Our greatest value is to continue to clean up gasoline and save lives, and to maximize that we must get to higher volumes.  And it’s not just us here in South Dakota—the entire nation has a lot riding on the success of the corn ethanol industry.  One promising pathway is the bipartisan Next Generation Fuels Act introduced by Senator Charles Grassley and fellow Senators from both parties that could set the stage for market growth not dependent on tax incentives and political whiplash.

With a companion version in the House, The Next Generation Fuels Act embraces this key point of our current carbon benefits by reducing carbon intensive compounds refiners use to increase octane, and ensuring a role for ethanol’s clean low carbon octane. It would require automakers to honor warranties for these higher ethanol blends and remove several regulatory barriers while correcting faulty EPA testing and emission programs.  The result will be cleaner, lower cost, high performing fuel in today’s cars without the massive disruption of converting the fleet to electric vehicles.

A recent article in Ethanol Producer Magazine (Gazing Higher: The Quest for E30) illustrates the great strides being made using high octane E30 blends in South Dakota and Nebraska. What should create a glide path for the Next Generation Fuels Act is that most of the provisions in the bill are already required, if the corn and ethanol industry gets EPA to do its job. And what is that job?

The Clean Air Act requires EPA to remove all barriers to the nationwide use of E30’s “clean octane” and to reduce carcinogenic mobile source air toxics (MSATs) by “the greatest degree of emission reduction achievable through the application of technology which will be available.”

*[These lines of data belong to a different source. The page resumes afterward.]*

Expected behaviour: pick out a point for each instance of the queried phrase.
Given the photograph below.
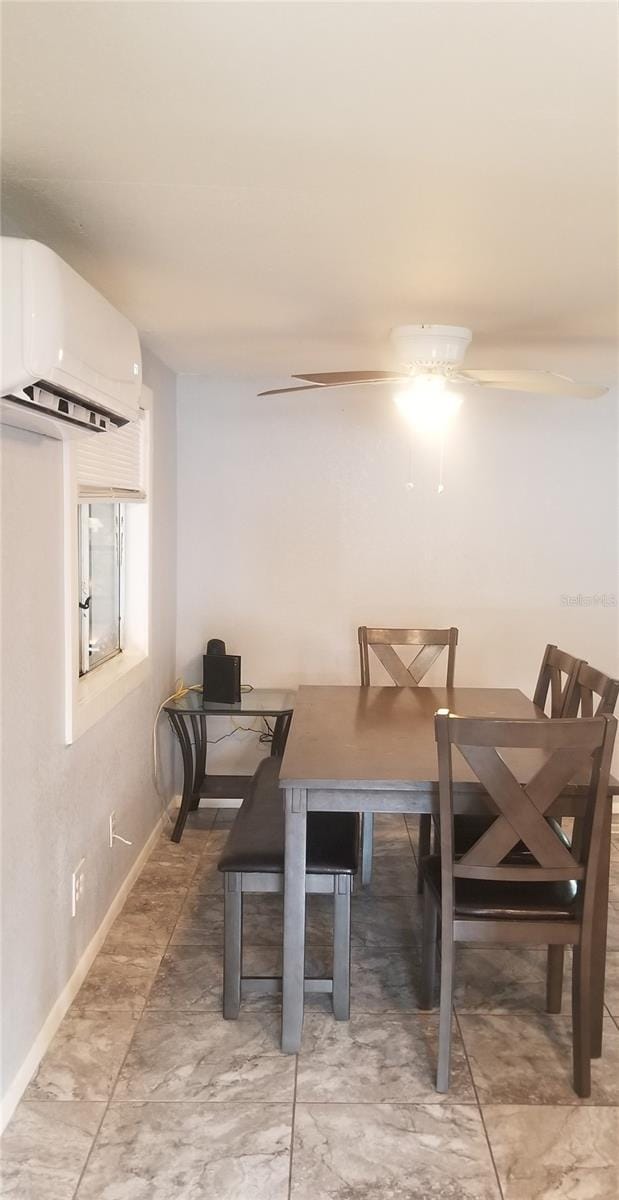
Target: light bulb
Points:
(426, 402)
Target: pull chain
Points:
(410, 483)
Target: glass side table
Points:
(187, 718)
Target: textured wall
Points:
(56, 799)
(295, 526)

E30 in existing vehicles offers that “available technology”.  The transition to E30 from E10 could even help petroleum refiners.  Using the same blend stocks as they do now, gasoline blenders can easily—and at lower cost and with far less emissions—produce HOLC blends requested by automakers simply by splash-blending 20% more ethanol on top of E10.

The CO2 pipeline may get tied up in the courts for years.  We have an opportunity now to move forward.

Ethanol plant netbacks would increase substantially—in part by avoiding the need to pay shipping costs to Brazil, China and other countries because we are essentially capped here at home.   Farm income would improve and be insulated from geopolitical upsets.  Our children will be healthier, happier, and more productive.

Doug Sombke is president of South Dakota Farmers Union.